As the core of a GNSS receiver, upgrading the baseband processor will significantly impact the receiver’s overall performance. Therefore, this research may signal the potential for commercial GNSS receivers to enter a new era of improved positioning, navigation, and timing accuracy, especially in challenging environments.

This research focuses on a highly general methodology that can be easily applied to other navigation signal receiver designs, such as those for LEO satellite signals, 5G/LTE signals, and beyond.

References:

[1] M. S. Braasch, “Multipath Effects,” in Global Positioning System: Theory and Applications, vol. 1, B. W. Parkinson, J. J. Spilker Jr, P. Axelrad, and P. Enge, Eds., Washington D.C.: American Institute of Aeronautics and Astronautics, Inc., 1996.

[2] E. D. Kaplan and C. Hegarty, Understanding GPS/GNSS. Principles and Applications, 3rd ed.
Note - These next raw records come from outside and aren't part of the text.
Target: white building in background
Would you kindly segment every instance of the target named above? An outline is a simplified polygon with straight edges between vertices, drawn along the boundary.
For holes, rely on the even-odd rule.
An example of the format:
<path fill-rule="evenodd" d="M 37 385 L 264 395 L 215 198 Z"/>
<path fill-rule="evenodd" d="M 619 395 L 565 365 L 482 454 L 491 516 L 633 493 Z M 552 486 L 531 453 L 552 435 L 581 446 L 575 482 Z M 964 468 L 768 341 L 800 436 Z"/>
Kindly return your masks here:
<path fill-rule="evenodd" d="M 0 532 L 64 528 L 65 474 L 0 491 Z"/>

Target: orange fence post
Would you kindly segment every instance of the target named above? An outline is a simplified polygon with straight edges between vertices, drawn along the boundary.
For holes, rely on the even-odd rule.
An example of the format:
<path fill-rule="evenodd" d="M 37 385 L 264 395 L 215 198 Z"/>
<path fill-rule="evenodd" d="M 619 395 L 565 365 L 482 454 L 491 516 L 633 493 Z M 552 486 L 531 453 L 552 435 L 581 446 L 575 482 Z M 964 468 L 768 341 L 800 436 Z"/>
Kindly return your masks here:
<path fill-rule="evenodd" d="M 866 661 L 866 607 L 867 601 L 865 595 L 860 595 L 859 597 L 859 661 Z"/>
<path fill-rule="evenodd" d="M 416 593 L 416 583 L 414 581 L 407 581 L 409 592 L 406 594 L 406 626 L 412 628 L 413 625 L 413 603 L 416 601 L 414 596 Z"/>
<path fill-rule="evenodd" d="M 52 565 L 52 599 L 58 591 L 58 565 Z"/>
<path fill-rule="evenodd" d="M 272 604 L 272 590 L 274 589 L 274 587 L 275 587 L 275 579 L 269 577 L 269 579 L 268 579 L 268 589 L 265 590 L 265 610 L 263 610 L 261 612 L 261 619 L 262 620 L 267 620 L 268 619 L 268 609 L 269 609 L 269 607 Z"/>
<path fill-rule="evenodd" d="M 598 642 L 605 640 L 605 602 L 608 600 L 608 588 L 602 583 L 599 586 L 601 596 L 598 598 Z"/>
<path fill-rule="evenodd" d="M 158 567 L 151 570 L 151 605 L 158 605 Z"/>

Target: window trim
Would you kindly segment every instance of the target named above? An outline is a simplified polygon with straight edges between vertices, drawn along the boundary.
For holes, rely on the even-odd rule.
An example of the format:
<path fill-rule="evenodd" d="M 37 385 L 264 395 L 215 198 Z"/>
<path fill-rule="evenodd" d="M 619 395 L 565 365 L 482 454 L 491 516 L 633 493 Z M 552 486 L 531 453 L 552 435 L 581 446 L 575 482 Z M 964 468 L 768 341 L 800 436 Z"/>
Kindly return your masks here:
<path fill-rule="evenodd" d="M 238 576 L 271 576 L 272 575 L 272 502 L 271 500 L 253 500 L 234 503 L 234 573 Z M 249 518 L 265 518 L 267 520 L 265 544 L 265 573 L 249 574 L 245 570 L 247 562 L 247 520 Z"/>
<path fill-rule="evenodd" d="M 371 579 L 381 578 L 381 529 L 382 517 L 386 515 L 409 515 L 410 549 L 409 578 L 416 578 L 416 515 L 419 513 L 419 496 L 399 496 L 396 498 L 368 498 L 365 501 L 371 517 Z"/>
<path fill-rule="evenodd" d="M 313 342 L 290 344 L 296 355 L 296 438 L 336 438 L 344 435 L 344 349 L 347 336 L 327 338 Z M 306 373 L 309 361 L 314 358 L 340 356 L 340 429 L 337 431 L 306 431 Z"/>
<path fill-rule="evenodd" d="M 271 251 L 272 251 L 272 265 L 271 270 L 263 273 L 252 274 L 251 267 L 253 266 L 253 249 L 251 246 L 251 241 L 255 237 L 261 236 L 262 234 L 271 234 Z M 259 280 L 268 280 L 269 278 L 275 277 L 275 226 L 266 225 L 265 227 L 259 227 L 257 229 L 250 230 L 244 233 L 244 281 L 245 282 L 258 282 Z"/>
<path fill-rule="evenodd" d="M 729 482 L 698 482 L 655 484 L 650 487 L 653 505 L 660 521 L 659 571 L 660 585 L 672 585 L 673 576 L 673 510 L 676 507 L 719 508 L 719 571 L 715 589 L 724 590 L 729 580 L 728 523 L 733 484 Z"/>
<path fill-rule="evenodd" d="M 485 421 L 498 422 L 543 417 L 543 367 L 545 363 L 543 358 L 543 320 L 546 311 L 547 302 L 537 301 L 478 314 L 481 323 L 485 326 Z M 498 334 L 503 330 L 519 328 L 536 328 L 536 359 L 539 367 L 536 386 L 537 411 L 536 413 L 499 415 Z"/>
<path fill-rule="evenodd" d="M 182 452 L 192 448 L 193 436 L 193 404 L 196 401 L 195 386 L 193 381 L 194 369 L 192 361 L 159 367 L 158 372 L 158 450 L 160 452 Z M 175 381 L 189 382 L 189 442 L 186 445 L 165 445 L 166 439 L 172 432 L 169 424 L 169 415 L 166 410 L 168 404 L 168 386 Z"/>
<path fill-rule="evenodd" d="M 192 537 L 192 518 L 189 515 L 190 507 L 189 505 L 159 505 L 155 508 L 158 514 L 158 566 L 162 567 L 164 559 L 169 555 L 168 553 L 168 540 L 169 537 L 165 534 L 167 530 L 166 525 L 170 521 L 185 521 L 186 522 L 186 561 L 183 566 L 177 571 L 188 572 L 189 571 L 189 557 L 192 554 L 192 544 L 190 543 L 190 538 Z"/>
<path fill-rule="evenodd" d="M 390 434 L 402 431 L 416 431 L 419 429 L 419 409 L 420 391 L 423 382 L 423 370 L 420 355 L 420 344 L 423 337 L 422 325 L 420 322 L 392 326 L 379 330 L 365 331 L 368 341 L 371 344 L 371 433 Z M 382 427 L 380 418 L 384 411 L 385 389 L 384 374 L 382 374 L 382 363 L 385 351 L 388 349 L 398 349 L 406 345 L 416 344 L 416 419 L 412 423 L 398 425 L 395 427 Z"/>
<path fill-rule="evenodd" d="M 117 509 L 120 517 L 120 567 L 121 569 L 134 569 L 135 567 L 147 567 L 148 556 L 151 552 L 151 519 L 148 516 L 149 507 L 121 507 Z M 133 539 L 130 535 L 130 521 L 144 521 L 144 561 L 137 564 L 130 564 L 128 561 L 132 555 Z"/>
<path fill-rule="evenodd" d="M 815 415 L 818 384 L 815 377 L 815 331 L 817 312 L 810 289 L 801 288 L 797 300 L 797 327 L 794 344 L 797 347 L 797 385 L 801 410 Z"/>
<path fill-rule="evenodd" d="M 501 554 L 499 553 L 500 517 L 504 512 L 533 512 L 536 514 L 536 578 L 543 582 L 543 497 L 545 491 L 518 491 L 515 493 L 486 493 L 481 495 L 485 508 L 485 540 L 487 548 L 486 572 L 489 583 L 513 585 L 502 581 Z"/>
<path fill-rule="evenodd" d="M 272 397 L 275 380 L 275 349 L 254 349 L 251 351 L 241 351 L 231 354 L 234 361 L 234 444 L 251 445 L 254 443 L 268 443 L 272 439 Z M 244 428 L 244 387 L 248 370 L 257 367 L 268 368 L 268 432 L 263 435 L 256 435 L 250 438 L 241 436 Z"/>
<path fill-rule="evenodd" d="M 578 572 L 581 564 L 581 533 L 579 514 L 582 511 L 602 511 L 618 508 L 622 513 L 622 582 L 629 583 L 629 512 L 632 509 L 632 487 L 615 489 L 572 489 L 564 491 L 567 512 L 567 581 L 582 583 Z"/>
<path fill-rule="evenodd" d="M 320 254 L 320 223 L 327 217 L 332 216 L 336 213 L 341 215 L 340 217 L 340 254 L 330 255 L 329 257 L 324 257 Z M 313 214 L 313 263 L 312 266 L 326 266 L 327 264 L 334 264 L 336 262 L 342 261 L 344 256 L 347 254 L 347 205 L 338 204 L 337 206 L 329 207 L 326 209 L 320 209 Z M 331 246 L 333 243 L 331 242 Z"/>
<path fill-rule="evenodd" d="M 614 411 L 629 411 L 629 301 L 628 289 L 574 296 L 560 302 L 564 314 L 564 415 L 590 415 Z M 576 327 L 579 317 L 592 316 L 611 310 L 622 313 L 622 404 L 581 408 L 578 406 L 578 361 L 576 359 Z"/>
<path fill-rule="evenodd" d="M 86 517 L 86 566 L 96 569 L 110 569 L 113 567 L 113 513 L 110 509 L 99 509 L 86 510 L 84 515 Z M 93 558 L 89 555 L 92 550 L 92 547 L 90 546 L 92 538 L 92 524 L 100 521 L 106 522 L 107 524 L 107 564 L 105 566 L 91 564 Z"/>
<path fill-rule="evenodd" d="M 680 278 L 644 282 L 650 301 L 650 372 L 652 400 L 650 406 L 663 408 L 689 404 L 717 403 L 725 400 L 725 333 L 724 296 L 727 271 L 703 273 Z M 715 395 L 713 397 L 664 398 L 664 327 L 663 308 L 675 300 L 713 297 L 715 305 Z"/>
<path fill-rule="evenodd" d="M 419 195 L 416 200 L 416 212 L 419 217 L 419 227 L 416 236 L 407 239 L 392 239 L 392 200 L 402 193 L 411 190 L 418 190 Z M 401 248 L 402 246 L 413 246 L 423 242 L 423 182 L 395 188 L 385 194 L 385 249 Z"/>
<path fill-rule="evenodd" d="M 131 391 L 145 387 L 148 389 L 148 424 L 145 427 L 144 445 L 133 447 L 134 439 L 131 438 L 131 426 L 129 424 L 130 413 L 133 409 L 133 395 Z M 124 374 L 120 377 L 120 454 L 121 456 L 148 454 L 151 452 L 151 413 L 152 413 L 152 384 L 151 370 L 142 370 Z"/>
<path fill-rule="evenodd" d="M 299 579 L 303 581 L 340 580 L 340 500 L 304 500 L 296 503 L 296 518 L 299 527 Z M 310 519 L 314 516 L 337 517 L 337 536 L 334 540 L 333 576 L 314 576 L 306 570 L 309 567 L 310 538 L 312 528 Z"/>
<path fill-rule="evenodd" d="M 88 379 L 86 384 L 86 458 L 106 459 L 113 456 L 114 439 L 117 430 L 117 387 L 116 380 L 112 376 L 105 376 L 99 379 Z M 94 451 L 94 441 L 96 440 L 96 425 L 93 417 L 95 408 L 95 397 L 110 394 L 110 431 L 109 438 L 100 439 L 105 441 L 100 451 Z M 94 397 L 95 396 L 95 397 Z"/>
Artech house, 2017.

[3] M. S. Braasch, “GPS multipath model validation,” in Proceedings of Position, Location and Navigation Symposium - PLANS ’96, IEEE, 1996, pp. 672–678. doi: 10.1109/PLANS.1996.509144.

[4] G. A. Mcgraw and M. S. Brassch, “GNSS Multipath Mitigation Using Gated and High Resolution Correlator Concepts,” Proceedings of the 12th - International Technical Meeting of the Satellite Division of the Institute of Navigation, ION GPS99, pp. 333–342, 1999.

[5] R. D. J. van Nee, J. Siereveld, P. C. Fenton, and B. R. Townsend, “The multipath estimating delay lock loop: approaching theoretical accuracy limits,” in Proceedings of 1994 IEEE Position, Location and Navigation Symposium - PLANS’94, IEEE, 1994, pp. 246–251. doi: 10.1109/PLANS.1994.303320.

[6] H. M. Ozaktas, Z. Zalevsky, and M. A. Kutay, The fractional Fourier transform with applications in optics and signal processing. Wiley, 2001.